Pour leur part, les populations minoritaires vivant en Israël doivent respecter la loi du pays selon le principe
« dina demalh’outa dina » (comme les juifs l'ont toujours fait lorsqu'ils vivaient à l'étranger), et les étapes du processus historique ayant conduit à la création d'Israël. D'ailleurs, si les populations non juives ne se plaisent pas en Israël, elles doivent savoir qu'elles sont en droit de quitter le territoire pour s'établir dans un pays dont les valeurs correspondent mieux à leur philosophie.

En tout état de cause, les populations arabes de la ville pourraient se souvenir que le contrôle des arabes sur la ville d'Akko n'a été que de courte durée.

La ville d'Akko a été dominée en l'an 700 avant ec par les Assyriens, avant de l'être trois siècles plus tard par Alexandre le Grand, puis au IIIe siècle av ec par Ptolémée II (souverain d'Égypte qui débaptisa son nom en Ptolémaïs), et ensuite par l'empire romain d'Orient appelé Byzantin.

La conquête arabe de la ville d'Akko est intervenue en 638 mais la domination musulmane s'est achevée avec Baudoin Ier en 1104 lorsque la ville est tombée aux mains des croisés. Le sultan Saladin la reprise en 1187 mais
4 ans plus tard, Akko a été reconquise par le roi Richard Cour de Lion à l'occasion de la troisième croisade soit, en juillet 1191.

Par la suite, Akko est devenue la capitale du Royaume de Jérusalem et le principal port de Terre sainte
(au XIII° siècle). Elle est alors devenue le siège de l'ordre des Hospitaliers de Saint-Jean de Jérusalem qui lui a donné le nom de Saint-Jean-d'Acre et est restée, jusqu'en 1291, un grand centre intellectuel juif comme en témoigne la Yeshiva fondée par le rabbin Yehiel de Paris, ultérieurement dirigée par le grand kabbaliste d'Espagne Nahmanide. Entre 1299 et 1919, la ville est passée sous domination ottomane jusqu'au démembrement de l'empire ottoman, période à partir de laquelle elle a été administrée par le mandat britannique jusqu'à l'indépendance.

Les populations arabes de Akko doivent également savoir que si la ville n'est pas aujourd'hui sous domination arabe, la responsabilité en incombe aux populations arabes de Palestine elles mêmes. En effet, le plan de partage de la Palestine en un Etat juif et un Etat arabe voté en 1947 prévoyait l'incorporation de la ville d'Akko à l'Etat arabe. Or, ce sont les populations arabes de Palestine qui ont refusé le plan de partage voté le 27 novembre 1947 et ce n'est qu'à la suite de ce refus que la ville a été conquise par la Haganah le 17 mai 1948 et incorporée à l'Etat d'Israël.

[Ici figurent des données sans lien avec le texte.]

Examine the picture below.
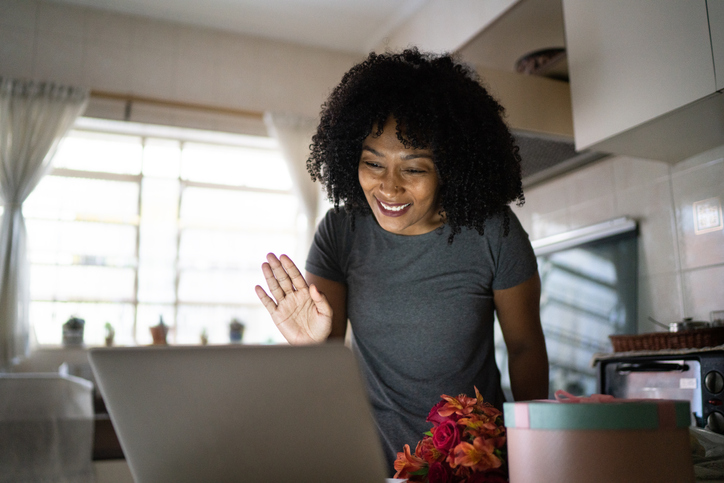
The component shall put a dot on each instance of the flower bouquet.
(466, 444)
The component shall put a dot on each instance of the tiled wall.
(681, 273)
(133, 55)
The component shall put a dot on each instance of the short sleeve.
(325, 254)
(516, 261)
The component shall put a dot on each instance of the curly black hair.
(439, 104)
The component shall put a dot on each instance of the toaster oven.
(695, 376)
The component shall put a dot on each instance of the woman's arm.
(303, 313)
(518, 311)
(336, 294)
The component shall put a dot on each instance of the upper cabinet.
(643, 77)
(716, 25)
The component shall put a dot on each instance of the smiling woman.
(421, 247)
(400, 183)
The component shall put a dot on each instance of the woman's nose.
(390, 183)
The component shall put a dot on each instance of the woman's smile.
(400, 183)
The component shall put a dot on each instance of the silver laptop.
(240, 413)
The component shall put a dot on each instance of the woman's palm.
(301, 313)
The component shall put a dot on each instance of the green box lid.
(619, 414)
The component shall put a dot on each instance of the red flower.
(434, 416)
(438, 473)
(446, 436)
(477, 456)
(426, 450)
(407, 463)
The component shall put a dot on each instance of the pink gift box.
(599, 442)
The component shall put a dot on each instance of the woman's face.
(400, 184)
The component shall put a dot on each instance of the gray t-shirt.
(421, 311)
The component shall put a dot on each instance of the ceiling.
(356, 26)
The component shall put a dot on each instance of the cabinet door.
(716, 28)
(631, 61)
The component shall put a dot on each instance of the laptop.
(240, 413)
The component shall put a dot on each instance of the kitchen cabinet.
(716, 25)
(642, 75)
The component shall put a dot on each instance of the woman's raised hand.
(301, 312)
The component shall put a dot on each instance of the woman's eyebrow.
(405, 157)
(417, 156)
(367, 148)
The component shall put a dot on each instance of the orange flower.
(481, 425)
(407, 463)
(461, 405)
(477, 456)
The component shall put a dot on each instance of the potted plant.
(236, 331)
(110, 334)
(159, 332)
(73, 331)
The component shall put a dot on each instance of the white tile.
(106, 66)
(548, 224)
(108, 27)
(698, 160)
(524, 216)
(59, 58)
(153, 73)
(18, 14)
(547, 197)
(629, 172)
(590, 212)
(698, 184)
(16, 53)
(652, 207)
(659, 297)
(590, 182)
(703, 291)
(66, 20)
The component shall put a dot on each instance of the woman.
(425, 248)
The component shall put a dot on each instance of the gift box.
(597, 441)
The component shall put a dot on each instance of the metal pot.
(687, 324)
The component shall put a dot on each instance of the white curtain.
(34, 116)
(294, 134)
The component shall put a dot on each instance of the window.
(588, 292)
(130, 228)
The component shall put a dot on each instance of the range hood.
(538, 107)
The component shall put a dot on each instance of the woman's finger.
(280, 274)
(265, 299)
(272, 283)
(294, 274)
(320, 301)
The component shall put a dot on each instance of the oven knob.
(714, 382)
(715, 422)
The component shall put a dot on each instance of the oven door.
(642, 378)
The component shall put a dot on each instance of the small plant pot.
(158, 333)
(73, 332)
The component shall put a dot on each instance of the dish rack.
(687, 339)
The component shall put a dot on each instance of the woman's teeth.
(394, 208)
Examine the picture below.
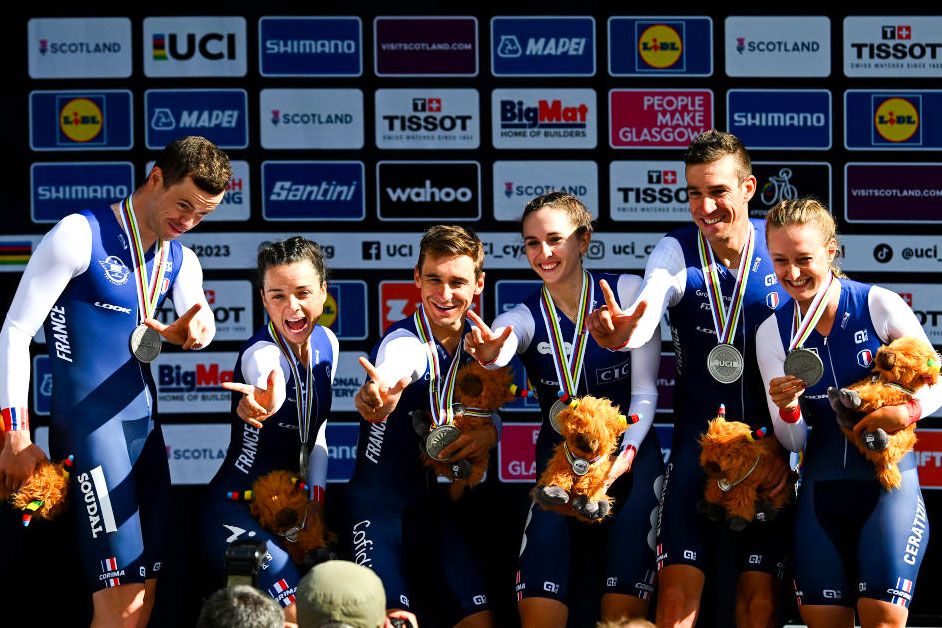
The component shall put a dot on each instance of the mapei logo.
(81, 119)
(115, 270)
(661, 46)
(896, 119)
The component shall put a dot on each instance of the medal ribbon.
(725, 322)
(440, 392)
(802, 327)
(567, 371)
(304, 399)
(148, 291)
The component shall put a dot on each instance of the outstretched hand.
(376, 400)
(188, 331)
(483, 343)
(257, 404)
(611, 326)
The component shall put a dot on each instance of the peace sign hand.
(376, 400)
(611, 326)
(256, 404)
(483, 343)
(191, 332)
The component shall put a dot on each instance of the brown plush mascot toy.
(573, 483)
(44, 493)
(479, 392)
(899, 370)
(281, 504)
(735, 459)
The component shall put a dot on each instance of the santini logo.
(430, 194)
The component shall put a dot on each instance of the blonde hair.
(805, 211)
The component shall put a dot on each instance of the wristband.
(15, 419)
(790, 416)
(915, 410)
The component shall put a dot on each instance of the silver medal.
(805, 365)
(439, 438)
(555, 410)
(580, 466)
(145, 343)
(725, 363)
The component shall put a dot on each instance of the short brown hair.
(198, 158)
(451, 240)
(576, 210)
(803, 211)
(713, 145)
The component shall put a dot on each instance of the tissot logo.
(409, 190)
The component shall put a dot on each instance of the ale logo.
(81, 120)
(329, 316)
(896, 119)
(660, 46)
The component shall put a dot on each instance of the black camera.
(243, 559)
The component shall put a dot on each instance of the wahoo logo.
(94, 491)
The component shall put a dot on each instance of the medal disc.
(805, 365)
(439, 438)
(725, 363)
(145, 343)
(555, 410)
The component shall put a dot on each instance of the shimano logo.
(113, 308)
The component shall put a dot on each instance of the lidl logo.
(660, 46)
(896, 119)
(81, 119)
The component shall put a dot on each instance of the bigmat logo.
(544, 118)
(788, 180)
(345, 309)
(232, 306)
(194, 46)
(310, 46)
(311, 118)
(95, 120)
(41, 381)
(648, 190)
(191, 383)
(426, 46)
(428, 190)
(313, 190)
(427, 118)
(785, 46)
(62, 189)
(399, 299)
(893, 193)
(237, 198)
(543, 46)
(883, 119)
(925, 300)
(219, 115)
(658, 119)
(79, 47)
(788, 119)
(516, 182)
(651, 46)
(893, 46)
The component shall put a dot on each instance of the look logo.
(660, 46)
(81, 120)
(896, 119)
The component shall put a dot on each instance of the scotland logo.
(115, 270)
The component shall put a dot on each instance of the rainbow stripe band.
(15, 419)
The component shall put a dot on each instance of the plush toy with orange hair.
(573, 483)
(735, 459)
(479, 392)
(43, 494)
(899, 370)
(280, 502)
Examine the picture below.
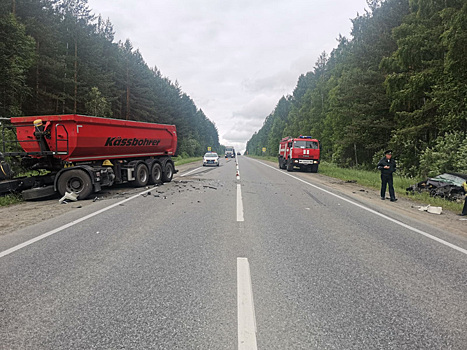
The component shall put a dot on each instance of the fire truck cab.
(302, 152)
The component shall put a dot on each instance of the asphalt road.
(207, 260)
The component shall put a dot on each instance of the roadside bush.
(449, 154)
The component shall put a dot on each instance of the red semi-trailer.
(83, 154)
(302, 152)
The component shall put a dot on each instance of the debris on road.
(447, 186)
(68, 196)
(432, 210)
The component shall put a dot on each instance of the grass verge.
(10, 199)
(372, 179)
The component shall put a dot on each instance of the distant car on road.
(211, 158)
(229, 152)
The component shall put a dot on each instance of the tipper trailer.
(82, 154)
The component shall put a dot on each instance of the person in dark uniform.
(464, 210)
(387, 166)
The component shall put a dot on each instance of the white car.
(211, 158)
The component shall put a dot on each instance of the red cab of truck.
(82, 154)
(302, 152)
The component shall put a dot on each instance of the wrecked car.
(447, 186)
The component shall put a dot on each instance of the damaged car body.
(447, 186)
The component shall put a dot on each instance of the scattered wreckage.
(447, 186)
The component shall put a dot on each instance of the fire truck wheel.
(155, 176)
(141, 175)
(168, 174)
(75, 181)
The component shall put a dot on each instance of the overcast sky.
(234, 58)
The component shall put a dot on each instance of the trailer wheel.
(38, 193)
(75, 181)
(155, 176)
(141, 175)
(168, 173)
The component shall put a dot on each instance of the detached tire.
(38, 193)
(141, 175)
(155, 175)
(75, 181)
(168, 173)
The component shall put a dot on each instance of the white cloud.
(234, 58)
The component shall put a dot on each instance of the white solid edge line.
(246, 320)
(61, 228)
(400, 223)
(239, 203)
(190, 172)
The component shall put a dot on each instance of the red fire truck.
(302, 152)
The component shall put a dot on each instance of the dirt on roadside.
(24, 214)
(447, 221)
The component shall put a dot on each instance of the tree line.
(398, 82)
(56, 57)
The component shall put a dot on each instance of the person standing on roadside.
(387, 166)
(464, 210)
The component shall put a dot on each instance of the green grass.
(372, 179)
(180, 161)
(10, 199)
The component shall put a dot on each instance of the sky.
(234, 58)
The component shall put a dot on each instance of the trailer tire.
(155, 175)
(141, 175)
(75, 181)
(38, 193)
(168, 173)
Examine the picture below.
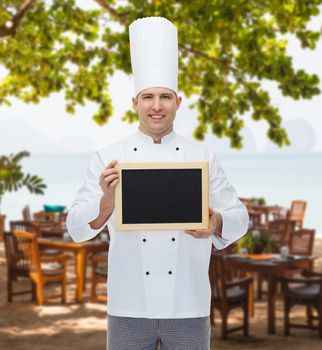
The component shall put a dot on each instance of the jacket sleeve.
(224, 199)
(85, 207)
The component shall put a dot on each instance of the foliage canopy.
(227, 49)
(12, 177)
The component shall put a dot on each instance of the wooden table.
(265, 212)
(80, 250)
(270, 267)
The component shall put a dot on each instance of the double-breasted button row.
(147, 272)
(135, 149)
(144, 239)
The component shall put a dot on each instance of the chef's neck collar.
(146, 138)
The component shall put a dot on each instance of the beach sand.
(26, 326)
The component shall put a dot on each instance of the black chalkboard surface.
(162, 196)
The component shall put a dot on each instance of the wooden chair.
(40, 269)
(255, 216)
(279, 231)
(15, 270)
(307, 292)
(227, 295)
(26, 215)
(2, 221)
(297, 212)
(99, 275)
(301, 242)
(24, 225)
(32, 227)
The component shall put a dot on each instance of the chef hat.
(154, 53)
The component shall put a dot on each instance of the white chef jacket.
(158, 274)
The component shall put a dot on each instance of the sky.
(47, 127)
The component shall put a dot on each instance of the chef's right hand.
(109, 178)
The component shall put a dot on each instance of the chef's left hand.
(215, 226)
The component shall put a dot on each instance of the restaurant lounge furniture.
(2, 221)
(227, 294)
(99, 275)
(297, 212)
(301, 242)
(306, 291)
(32, 227)
(14, 271)
(26, 259)
(279, 232)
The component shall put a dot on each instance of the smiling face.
(157, 109)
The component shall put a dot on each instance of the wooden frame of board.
(196, 171)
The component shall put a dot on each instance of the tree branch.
(222, 62)
(11, 26)
(120, 17)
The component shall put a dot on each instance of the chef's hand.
(109, 178)
(215, 226)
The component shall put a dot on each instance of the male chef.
(158, 285)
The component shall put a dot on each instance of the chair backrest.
(27, 254)
(26, 215)
(26, 226)
(9, 249)
(301, 242)
(280, 230)
(41, 216)
(217, 276)
(297, 212)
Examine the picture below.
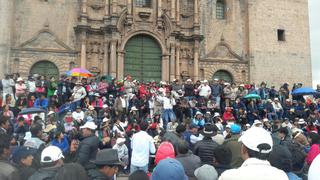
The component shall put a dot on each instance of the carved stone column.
(196, 60)
(177, 61)
(196, 12)
(165, 67)
(172, 61)
(83, 55)
(113, 58)
(120, 65)
(173, 9)
(106, 57)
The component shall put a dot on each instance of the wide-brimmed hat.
(107, 157)
(209, 130)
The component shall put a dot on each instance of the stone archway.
(142, 59)
(45, 68)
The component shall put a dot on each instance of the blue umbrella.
(304, 91)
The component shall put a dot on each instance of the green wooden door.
(45, 68)
(143, 58)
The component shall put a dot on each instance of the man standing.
(107, 163)
(142, 145)
(88, 147)
(255, 149)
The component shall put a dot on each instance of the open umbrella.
(252, 96)
(304, 91)
(79, 72)
(31, 111)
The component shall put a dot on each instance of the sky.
(314, 16)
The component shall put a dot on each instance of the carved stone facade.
(195, 43)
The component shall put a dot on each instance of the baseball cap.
(169, 169)
(51, 154)
(206, 172)
(256, 136)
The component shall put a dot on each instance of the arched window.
(224, 75)
(143, 3)
(220, 9)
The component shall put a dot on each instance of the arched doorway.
(143, 58)
(45, 68)
(224, 75)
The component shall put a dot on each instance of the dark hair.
(138, 175)
(35, 129)
(315, 138)
(72, 171)
(284, 130)
(281, 158)
(4, 142)
(180, 128)
(258, 155)
(144, 125)
(183, 147)
(3, 120)
(222, 155)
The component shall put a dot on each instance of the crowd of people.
(96, 128)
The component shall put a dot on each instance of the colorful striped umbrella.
(79, 72)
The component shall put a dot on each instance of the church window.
(220, 9)
(281, 35)
(143, 3)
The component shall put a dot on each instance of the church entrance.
(143, 58)
(45, 68)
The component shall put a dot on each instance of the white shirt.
(142, 145)
(253, 168)
(167, 103)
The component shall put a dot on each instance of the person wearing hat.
(79, 93)
(169, 169)
(51, 161)
(21, 88)
(204, 148)
(23, 157)
(256, 145)
(88, 147)
(107, 165)
(234, 145)
(91, 112)
(198, 119)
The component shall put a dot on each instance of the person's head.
(281, 158)
(4, 122)
(23, 156)
(169, 169)
(88, 129)
(313, 138)
(222, 155)
(139, 175)
(36, 130)
(283, 132)
(256, 143)
(72, 171)
(183, 147)
(51, 156)
(144, 126)
(107, 162)
(5, 146)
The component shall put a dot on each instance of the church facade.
(242, 41)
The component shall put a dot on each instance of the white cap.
(255, 136)
(90, 125)
(51, 154)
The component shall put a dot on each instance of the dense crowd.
(96, 128)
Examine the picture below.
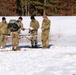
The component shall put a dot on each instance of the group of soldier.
(33, 30)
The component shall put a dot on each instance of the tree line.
(37, 7)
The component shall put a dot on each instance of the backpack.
(13, 25)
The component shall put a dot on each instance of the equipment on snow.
(13, 25)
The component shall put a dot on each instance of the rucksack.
(13, 25)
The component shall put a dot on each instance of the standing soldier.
(45, 31)
(34, 26)
(15, 35)
(3, 32)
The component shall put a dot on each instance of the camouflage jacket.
(3, 28)
(46, 24)
(35, 25)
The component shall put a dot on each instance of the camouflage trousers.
(3, 40)
(15, 39)
(33, 39)
(45, 39)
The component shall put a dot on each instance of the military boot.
(32, 43)
(36, 44)
(13, 49)
(17, 48)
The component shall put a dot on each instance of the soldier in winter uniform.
(45, 31)
(34, 25)
(15, 35)
(3, 32)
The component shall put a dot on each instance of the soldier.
(15, 35)
(34, 26)
(3, 32)
(45, 31)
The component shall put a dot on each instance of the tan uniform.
(35, 25)
(15, 37)
(45, 32)
(3, 33)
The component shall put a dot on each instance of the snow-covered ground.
(59, 59)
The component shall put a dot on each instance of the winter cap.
(20, 18)
(32, 17)
(3, 18)
(44, 16)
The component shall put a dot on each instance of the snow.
(59, 59)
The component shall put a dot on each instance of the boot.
(17, 48)
(36, 44)
(32, 43)
(13, 49)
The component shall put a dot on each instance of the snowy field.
(59, 59)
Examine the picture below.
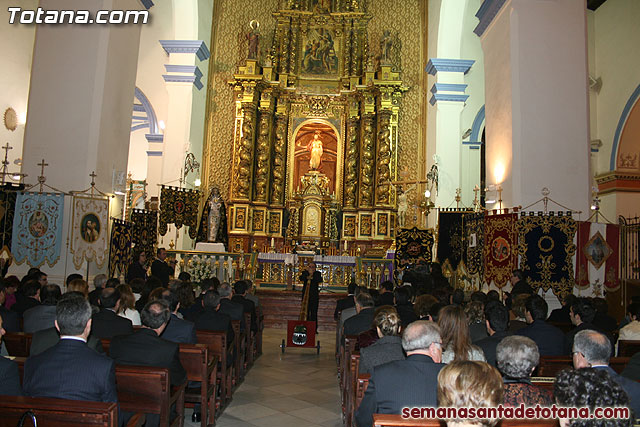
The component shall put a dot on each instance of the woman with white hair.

Ainsi, les populations arabes de Akko qui regrettent l'absence d'intégration de la ville dans un Etat arabe local, n'ont qu'à s'en prendre qu'à leurs parents ou leurs grands parents qui s'y sont opposés.

Bien évidemment, l'Etat d'Israël a sa part de responsabilité dans la frustration des minorités en laissant diffuser dans les livres d'enseignement scolaires arabes, que l'Etat d'Israël est le résultat de la «Naqbah», c'est-à-dire d'une catastrophe. Toute référence à la «naqbah» doit disparaître des livres d'enseignement israélien car il s'agit d'un mensonge qui ne doit pas être véhiculé par l'Etat hébreu. Les populations arabes locales doivent simplement se souvenir qu'elles sont les descendants d'envahisseurs qui ont dominé la région entre le 7° siècle et le 12 ° de l'ère chrétienne et que la souveraineté juive locale résulte du refus arabe de créer un Etat arabe il y à 60 ans.

Pour sa part, l'Etat d'Israël comprendra alors que les débordements qui se sont produits à Akko ne sont pas le fruit du hasard. Akko est citée dans le Livre des Juges (chap1, 31) qui traite des événements qui se sont produits après les premières conquêtes de Josué. Comme les israélites n'avaient pas chassé leurs ennemis (Juges 1,16-35), les Israélites durent en subir les conséquences : perte de foi, mariages avec des incrédules, et idolâtrie. Dans ce livre, D. considère alors que c'est un bon moyen de mettre régulièrement son peuple à l'épreuve et de le punir à chaque fois qu'il s'éloigne de Lui.

Ainsi, le livre des Juges reflète le cycle continu, pour les tribus israélites, de périodes de paix puis de décadence et de domination étrangère puis de repentir sous la direction d'un chef, d'un juge, qui rétablit la paix et le culte de Dieu et délivre le peuple de l'oppression de ses ennemis.